* The outlook for Sino-US trade falls on weekends
* Dollar weakens as Fed talks about global risks
* European stocks struggle with car misery
* Wall Street which was hit by Apple slides, trade woes (Updates to the US market open, changes to bylines, change lanes to NEW YORK)
April April Joyner
NEW YORK, Nov. 19 (ANTARA News) – World stocks fell on Monday as concerns about weakening demand for the iPhone dragged Apple Inc. shares and persistent trade tensions between China and the United States weakened investor sentiment.
Concerns about slowing economic growth also weighed on the dollar.
The US S & P 500 benchmark index opened lower as Apple and its suppliers fell. The Wall Street Journal reports Apple has cut production orders in the past few weeks for the iPhone model launched in September.
Renewed tensions between China and the United States also weigh. At the Asia-Pacific Economic Cooperative meeting in Papua New Guinea at the weekend, this problem prevented leaders from agreeing to the communique, the first time the deadlock had occurred in the history of the group.

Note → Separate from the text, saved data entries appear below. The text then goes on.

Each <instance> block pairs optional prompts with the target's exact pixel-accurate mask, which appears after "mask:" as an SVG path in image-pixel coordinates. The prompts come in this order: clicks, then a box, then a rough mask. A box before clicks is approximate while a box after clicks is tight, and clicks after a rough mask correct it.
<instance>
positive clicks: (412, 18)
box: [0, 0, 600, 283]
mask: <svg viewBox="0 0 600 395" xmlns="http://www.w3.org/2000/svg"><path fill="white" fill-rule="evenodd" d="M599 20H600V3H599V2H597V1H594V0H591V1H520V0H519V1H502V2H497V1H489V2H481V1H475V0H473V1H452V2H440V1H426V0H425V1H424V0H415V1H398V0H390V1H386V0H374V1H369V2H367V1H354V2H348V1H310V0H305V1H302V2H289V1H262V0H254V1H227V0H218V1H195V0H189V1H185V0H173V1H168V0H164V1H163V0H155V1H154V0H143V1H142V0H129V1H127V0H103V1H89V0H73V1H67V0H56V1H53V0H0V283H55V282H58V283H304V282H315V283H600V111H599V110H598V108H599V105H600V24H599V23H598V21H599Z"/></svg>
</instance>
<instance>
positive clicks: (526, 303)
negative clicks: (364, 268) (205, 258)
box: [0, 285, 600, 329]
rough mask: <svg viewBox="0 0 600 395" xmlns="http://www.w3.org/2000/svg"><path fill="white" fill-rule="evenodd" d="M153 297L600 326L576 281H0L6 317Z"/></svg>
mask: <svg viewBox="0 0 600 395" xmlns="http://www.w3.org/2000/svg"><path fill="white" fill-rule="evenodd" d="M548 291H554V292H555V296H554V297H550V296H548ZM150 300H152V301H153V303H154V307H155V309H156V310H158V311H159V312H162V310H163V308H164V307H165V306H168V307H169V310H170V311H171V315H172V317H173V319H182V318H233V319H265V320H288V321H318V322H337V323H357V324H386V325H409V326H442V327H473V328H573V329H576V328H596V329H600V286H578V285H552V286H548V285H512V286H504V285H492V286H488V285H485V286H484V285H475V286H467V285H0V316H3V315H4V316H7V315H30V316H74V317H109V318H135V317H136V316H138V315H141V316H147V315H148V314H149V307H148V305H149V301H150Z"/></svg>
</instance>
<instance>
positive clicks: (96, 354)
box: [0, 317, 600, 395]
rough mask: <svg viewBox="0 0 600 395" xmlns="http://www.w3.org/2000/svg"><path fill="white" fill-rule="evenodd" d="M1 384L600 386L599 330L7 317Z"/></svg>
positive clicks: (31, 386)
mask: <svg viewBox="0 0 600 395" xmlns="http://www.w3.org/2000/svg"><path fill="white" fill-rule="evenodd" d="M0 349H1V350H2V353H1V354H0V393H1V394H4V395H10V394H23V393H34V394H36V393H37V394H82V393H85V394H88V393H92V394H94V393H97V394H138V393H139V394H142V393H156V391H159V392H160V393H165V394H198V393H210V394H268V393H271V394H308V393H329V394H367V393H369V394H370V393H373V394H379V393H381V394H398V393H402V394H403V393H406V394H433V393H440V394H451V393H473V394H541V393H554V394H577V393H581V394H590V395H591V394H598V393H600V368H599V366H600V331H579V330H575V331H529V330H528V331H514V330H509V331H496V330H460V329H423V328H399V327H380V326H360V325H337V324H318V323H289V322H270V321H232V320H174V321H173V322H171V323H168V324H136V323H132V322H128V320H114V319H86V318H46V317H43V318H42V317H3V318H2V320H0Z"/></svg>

US Vice President Mike Pence said in a blunt speech on Saturday that there would be no end to US tariffs on Chinese goods worth $ 250 billion until China changed the way it works.
"There is a back and forth with China that seems every day," said Brent Schutte, head of investment strategy at Northwestern Mutual Wealth Management Company. "That seems to encourage trade."
The Dow Jones Industrial Average fell 335.06 points, or 1.32 percent, to 25,078.16, the S & P 500 lost 36.12 points, or 1.32 percent, to 2,700.15 and the Nasdaq Composite fell 164.83 points, or 2 , 27 percent, to 7,083.04.
The MSCI stock index worldwide shed 0.74 percent.
The Federal Reserve's rate hike in the face of a potential economic slowdown also weighed on the market, Schutte said.
Federal Reserve policymakers are still signaling a rate hike ahead but have recently raised concerns about the potential for a global slowdown, which has caused some market watchers to suspect the tightening cycle may not need to go further.
On Monday, Goldman Sachs said that it expects the US economic growth rate to slow towards the global average next year.
Data released on Monday by the National Association of Home Builders showed weak sentiment in the US housing market, adding to concerns over economic growth.
Reflecting growth concerns and the possibility that the Fed's tightening cycle will soon end, the dollar fell to a two-week low on Monday. The dollar index fell 0.25 percent.
In the same way, the 10-year Treasury yield has fallen from the recent peak of 3.25 percent. The 10-year benchmark last note rose 1/32 in price to yield 3.0701 percent, from 3.074 percent late Friday.
In Europe, Renault SA shares helped push the STOXX 0.7 lower as Carlos Ghosn, joint chairman of Renault and Nissan Motor Co., was arrested for alleged financial violations. In commodity markets, gold found support from a decline in the dollar and added 0.1 percent to $ 1,222.76 per ounce. Oil prices gave up earlier gains as investors considered the effectiveness of potential supply cuts from OPEC and other exporters. Brent crude fell 70 cents a barrel at $ 66.06. US crude futures traded 15 cents lower at $ 56.31 a barrel.